A change that might help the city recover from the stigma of the paper mill closing in 2008.
"It does continue to combat this stigma that there's nothing going on," said King. "We're making a recovery, we're right on track with where we want to be."
All summer long, crews have been working to clear the land 12 miles north of Bastrop off Highway 425. It's for the new Drax Biomass wood pellet facility, meant to bring dozens of new jobs to the Bastrop and Morehouse parish area.
King says many people are even showing up to the site, eager to apply for jobs.
"I would ask that people be respectful to the company, we get a lot of sightseers and we have a lot of people going up there to apply for a job," said King, who added that people interested in applying for a job with the company should send their resume or seek more information through the Louisiana Workforce Commission at www.laworks.net.
Drax Biomass will ship wood pellets formed Morehouse Parish to a facility in the United Kingdom that generates renewable power.

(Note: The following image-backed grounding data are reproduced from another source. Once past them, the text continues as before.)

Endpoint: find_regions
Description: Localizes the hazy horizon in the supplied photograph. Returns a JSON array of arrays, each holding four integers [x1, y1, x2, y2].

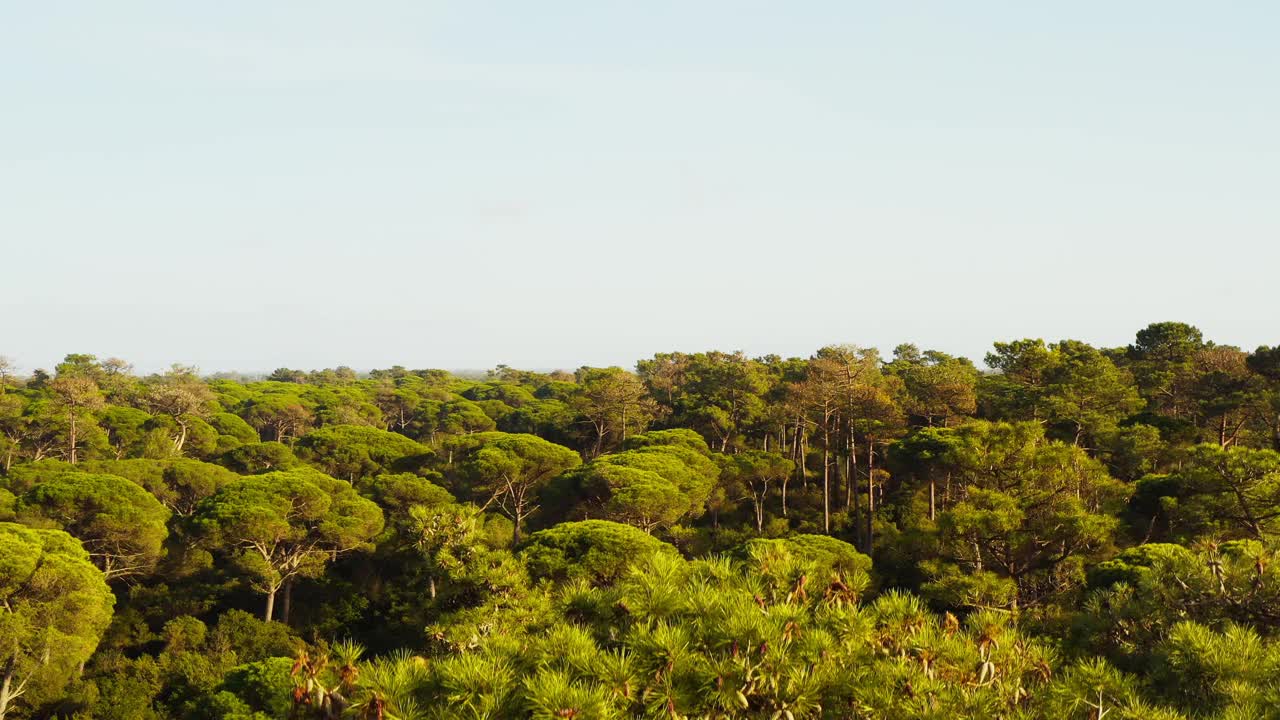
[[4, 2, 1277, 374], [0, 319, 1266, 378]]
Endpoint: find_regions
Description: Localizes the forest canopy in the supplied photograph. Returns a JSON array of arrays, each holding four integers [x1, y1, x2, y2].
[[3, 322, 1280, 719]]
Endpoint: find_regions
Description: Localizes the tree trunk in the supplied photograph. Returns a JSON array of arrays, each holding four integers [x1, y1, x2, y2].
[[833, 448, 845, 521], [512, 513, 523, 545], [68, 412, 78, 464], [822, 429, 831, 534], [281, 580, 293, 625], [0, 666, 15, 720], [866, 438, 875, 554], [264, 588, 276, 622], [799, 430, 809, 489], [929, 478, 936, 521], [174, 418, 189, 455], [593, 423, 606, 458], [850, 437, 862, 549], [844, 433, 853, 511]]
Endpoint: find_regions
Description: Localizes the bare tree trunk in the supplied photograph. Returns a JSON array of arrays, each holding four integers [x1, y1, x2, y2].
[[174, 418, 189, 455], [593, 422, 606, 458], [850, 436, 863, 548], [844, 431, 853, 511], [866, 438, 875, 554], [800, 430, 809, 489], [264, 588, 277, 622], [0, 666, 15, 720], [281, 579, 293, 625], [68, 413, 78, 464], [833, 448, 845, 521], [822, 428, 831, 534]]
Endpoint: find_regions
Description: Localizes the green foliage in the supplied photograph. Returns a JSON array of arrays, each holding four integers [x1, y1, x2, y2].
[[1157, 444, 1280, 540], [916, 421, 1130, 610], [207, 412, 260, 445], [0, 523, 114, 719], [79, 458, 239, 516], [295, 424, 431, 481], [217, 657, 296, 719], [1078, 539, 1280, 667], [621, 427, 712, 455], [220, 440, 298, 473], [454, 432, 581, 544], [521, 520, 679, 585], [16, 470, 171, 580], [9, 330, 1280, 717], [193, 469, 384, 620]]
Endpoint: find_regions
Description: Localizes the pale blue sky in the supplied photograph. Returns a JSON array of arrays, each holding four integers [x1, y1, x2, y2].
[[2, 2, 1276, 374]]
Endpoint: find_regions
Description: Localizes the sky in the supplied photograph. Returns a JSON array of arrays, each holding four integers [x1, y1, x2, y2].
[[2, 1, 1277, 374]]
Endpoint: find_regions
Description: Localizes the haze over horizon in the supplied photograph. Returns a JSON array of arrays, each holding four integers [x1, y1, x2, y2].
[[4, 2, 1277, 373], [0, 319, 1265, 379]]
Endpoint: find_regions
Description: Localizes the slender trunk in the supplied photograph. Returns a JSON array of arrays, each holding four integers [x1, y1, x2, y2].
[[799, 430, 809, 490], [174, 418, 189, 455], [281, 580, 293, 625], [429, 575, 437, 599], [866, 438, 875, 554], [68, 412, 78, 464], [850, 437, 861, 548], [929, 478, 936, 521], [822, 428, 831, 534], [1, 666, 14, 720], [512, 512, 523, 545], [833, 448, 845, 521], [264, 588, 277, 622], [844, 433, 853, 511]]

The project will create nearly 150 jobs across the state, with 47 direct jobs in Bastrop.
King says this is a big change for a community where the mill was part of the skyline for so long.

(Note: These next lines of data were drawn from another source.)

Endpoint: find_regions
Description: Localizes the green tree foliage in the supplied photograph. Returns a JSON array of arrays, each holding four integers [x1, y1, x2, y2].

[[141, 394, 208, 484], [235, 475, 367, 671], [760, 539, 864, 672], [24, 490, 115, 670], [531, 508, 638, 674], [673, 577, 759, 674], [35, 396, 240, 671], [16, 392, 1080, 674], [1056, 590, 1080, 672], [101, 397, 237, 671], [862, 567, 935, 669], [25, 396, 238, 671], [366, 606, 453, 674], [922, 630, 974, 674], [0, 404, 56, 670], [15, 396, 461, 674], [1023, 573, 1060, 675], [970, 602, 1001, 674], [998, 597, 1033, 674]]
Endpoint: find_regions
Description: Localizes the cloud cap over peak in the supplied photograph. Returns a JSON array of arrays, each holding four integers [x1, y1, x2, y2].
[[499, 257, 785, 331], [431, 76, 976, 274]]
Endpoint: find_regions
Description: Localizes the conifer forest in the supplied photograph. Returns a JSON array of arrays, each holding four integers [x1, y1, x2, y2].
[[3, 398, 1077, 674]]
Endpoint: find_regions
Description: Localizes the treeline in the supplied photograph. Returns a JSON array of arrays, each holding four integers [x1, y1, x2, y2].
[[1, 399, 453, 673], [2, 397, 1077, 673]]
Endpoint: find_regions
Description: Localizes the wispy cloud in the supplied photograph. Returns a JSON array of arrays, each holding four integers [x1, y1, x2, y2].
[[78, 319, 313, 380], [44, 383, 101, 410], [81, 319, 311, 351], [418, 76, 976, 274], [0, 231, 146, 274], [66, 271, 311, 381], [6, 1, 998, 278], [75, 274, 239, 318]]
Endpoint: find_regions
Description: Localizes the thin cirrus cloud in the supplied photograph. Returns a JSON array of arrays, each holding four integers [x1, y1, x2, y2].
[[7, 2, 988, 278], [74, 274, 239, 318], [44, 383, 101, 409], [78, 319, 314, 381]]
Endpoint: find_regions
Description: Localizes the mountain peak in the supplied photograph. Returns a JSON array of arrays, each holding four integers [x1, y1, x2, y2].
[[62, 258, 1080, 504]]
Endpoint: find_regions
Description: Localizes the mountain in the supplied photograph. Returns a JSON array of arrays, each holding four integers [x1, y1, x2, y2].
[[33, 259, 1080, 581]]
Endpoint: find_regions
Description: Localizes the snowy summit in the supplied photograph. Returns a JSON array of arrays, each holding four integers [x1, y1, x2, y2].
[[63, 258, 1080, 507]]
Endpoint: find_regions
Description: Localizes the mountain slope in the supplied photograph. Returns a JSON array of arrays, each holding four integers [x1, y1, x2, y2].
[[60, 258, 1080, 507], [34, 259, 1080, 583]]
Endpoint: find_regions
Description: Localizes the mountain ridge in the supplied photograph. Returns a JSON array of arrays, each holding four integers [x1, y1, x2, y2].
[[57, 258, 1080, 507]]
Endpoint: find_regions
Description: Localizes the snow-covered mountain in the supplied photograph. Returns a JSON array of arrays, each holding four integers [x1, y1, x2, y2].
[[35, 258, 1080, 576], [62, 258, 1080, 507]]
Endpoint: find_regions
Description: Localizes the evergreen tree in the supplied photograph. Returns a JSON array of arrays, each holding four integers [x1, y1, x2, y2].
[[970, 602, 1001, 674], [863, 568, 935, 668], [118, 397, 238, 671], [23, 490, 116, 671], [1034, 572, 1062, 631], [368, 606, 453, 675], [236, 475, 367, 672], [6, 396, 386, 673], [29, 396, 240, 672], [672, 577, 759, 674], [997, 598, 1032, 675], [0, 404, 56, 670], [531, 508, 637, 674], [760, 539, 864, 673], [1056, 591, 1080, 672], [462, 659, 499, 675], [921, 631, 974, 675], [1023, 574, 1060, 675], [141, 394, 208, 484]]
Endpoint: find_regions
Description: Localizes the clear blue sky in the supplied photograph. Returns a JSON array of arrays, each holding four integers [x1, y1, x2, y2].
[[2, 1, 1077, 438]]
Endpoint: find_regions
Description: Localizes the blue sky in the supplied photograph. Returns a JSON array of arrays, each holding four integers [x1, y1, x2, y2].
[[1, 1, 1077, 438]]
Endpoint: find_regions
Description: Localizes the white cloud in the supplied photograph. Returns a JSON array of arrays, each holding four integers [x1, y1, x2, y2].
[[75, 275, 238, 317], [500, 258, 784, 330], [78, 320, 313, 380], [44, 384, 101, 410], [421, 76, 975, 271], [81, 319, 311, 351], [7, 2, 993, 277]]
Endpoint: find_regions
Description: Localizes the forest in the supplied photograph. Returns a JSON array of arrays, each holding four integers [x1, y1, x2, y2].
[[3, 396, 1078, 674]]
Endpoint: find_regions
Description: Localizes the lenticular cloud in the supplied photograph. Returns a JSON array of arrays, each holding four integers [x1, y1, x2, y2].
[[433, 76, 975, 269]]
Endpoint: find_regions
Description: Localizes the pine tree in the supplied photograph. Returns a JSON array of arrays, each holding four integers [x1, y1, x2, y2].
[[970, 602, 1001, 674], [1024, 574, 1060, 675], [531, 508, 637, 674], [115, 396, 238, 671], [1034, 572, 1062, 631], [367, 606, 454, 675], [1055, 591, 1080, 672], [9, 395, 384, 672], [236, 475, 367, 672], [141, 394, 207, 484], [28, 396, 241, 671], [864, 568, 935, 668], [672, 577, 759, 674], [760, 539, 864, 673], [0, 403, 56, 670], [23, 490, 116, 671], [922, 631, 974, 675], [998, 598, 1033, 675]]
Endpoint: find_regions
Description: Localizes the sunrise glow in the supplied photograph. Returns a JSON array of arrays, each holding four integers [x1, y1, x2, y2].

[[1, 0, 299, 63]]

"We live in this society where people think things are supposed to happen over night, and sometimes it doesn't," she said.
But even that stigma is about to change, with the old mill site being cleared off and market ready by the end of the year.

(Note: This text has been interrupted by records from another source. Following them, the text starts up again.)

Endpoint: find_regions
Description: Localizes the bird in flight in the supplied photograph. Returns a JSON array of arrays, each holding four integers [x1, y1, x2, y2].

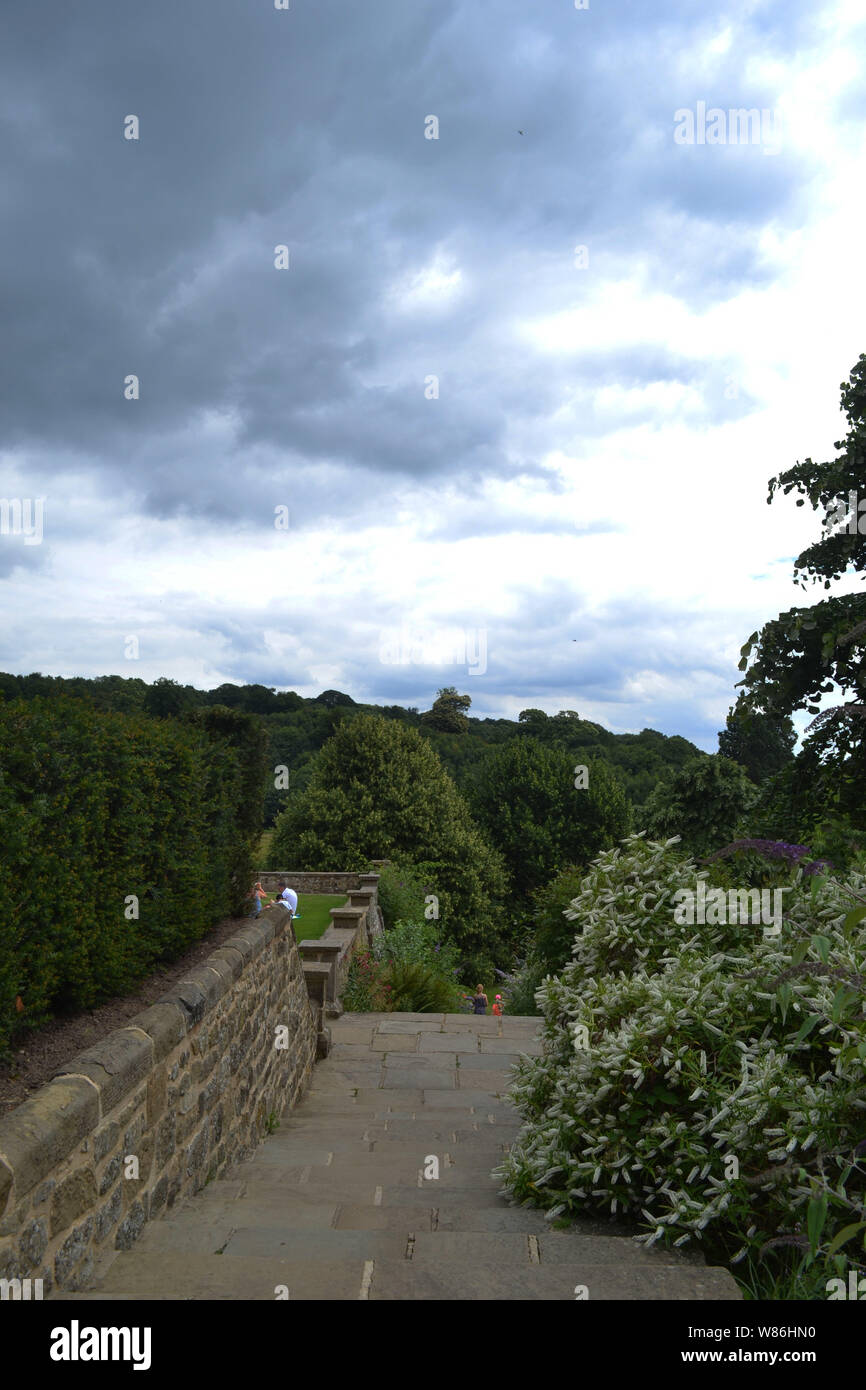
[[518, 129, 524, 135]]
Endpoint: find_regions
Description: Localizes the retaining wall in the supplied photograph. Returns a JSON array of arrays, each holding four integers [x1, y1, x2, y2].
[[256, 871, 361, 895], [0, 906, 317, 1295]]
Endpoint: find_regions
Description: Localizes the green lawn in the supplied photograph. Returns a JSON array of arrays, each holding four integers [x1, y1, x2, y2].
[[283, 893, 347, 941]]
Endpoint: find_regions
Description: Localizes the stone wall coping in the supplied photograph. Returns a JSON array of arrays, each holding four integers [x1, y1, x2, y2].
[[323, 927, 356, 945], [0, 904, 302, 1215], [0, 1076, 101, 1205], [123, 1001, 188, 1062], [0, 868, 364, 1268], [255, 870, 361, 882], [52, 1028, 155, 1118]]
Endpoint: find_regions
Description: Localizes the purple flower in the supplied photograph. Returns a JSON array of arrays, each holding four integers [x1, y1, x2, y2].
[[706, 839, 833, 875]]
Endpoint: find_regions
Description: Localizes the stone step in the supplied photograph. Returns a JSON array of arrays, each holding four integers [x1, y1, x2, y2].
[[267, 1119, 518, 1147], [62, 1246, 739, 1301], [254, 1137, 507, 1168], [58, 1011, 741, 1303], [239, 1165, 506, 1200], [59, 1252, 370, 1301], [366, 1257, 740, 1301], [365, 1122, 520, 1144]]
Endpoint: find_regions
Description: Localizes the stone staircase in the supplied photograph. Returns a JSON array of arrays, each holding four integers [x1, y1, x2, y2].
[[60, 1013, 740, 1301]]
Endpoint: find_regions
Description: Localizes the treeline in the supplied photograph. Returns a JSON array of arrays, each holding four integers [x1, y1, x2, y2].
[[0, 697, 268, 1055], [0, 671, 705, 825]]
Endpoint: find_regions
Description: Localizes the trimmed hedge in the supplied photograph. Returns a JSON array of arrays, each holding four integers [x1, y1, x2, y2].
[[0, 696, 268, 1054]]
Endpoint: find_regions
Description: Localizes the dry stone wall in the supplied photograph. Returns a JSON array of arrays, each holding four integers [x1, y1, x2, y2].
[[257, 871, 361, 895], [0, 906, 317, 1295]]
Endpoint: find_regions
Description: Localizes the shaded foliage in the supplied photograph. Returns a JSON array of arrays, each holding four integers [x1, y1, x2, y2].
[[0, 696, 268, 1055]]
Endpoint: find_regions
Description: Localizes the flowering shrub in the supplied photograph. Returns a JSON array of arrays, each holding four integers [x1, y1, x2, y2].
[[373, 917, 460, 976], [343, 918, 464, 1012], [343, 949, 383, 1011], [704, 839, 833, 888], [495, 833, 866, 1292]]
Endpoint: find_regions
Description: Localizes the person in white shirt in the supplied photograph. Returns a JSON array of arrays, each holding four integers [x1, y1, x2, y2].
[[276, 882, 299, 919]]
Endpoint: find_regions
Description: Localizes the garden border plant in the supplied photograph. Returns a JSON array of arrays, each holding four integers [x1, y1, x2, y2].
[[495, 832, 866, 1301]]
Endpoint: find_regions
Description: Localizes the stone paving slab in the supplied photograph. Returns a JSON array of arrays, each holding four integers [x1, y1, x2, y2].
[[443, 1015, 501, 1031], [331, 1013, 444, 1029], [382, 1068, 457, 1090], [371, 1033, 418, 1051], [240, 1173, 392, 1203], [330, 1042, 387, 1060], [419, 1170, 503, 1193], [458, 1051, 522, 1070], [434, 1205, 552, 1233], [480, 1037, 542, 1055], [295, 1092, 383, 1113], [333, 1203, 436, 1231], [124, 1216, 239, 1255], [271, 1149, 435, 1176], [536, 1232, 693, 1266], [188, 1187, 342, 1216], [353, 1087, 426, 1107], [422, 1089, 520, 1109], [314, 1062, 385, 1081], [379, 1013, 446, 1023], [67, 1011, 741, 1303], [381, 1052, 457, 1069], [458, 1070, 516, 1092], [419, 1033, 482, 1053], [223, 1228, 408, 1261], [274, 1115, 380, 1137], [73, 1253, 368, 1300], [172, 1196, 342, 1229], [315, 1139, 503, 1169], [368, 1125, 515, 1148], [366, 1260, 737, 1301], [252, 1136, 361, 1159], [411, 1231, 535, 1264], [377, 1020, 446, 1034], [327, 1026, 378, 1045]]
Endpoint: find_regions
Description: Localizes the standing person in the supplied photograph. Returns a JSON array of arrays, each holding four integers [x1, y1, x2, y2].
[[247, 881, 268, 918], [468, 984, 488, 1015], [492, 994, 503, 1017]]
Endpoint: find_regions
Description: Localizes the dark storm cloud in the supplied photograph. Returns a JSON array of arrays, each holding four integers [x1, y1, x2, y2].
[[0, 0, 846, 754], [0, 0, 816, 536]]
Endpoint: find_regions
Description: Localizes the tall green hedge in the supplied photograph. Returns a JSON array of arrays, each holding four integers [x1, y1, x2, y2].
[[0, 696, 268, 1055]]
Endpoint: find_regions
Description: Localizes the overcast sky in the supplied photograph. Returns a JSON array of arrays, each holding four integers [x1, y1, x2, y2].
[[2, 0, 865, 749]]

"I see this as a real opportunity, because that site has everything that we need," said King.
Ironically, changes this summer also include a new face at Bastrop city hall. New mayor Arthur Jones said he feels these pieces moving forward fits right in with his plans for the city.
"I'm hoping it won't be known as a dying paper mill town," Mayor Jones said. "If we can keep our young people here, there's no telling how far Bastrop will grow."
An official groundbreaking ceremony for the new wood pellet facility is expected around the start of September.
"I think we're right where I would expect we would be four and a half years out of a major closure," said King. "I think we're right on target with our redevelopment plan."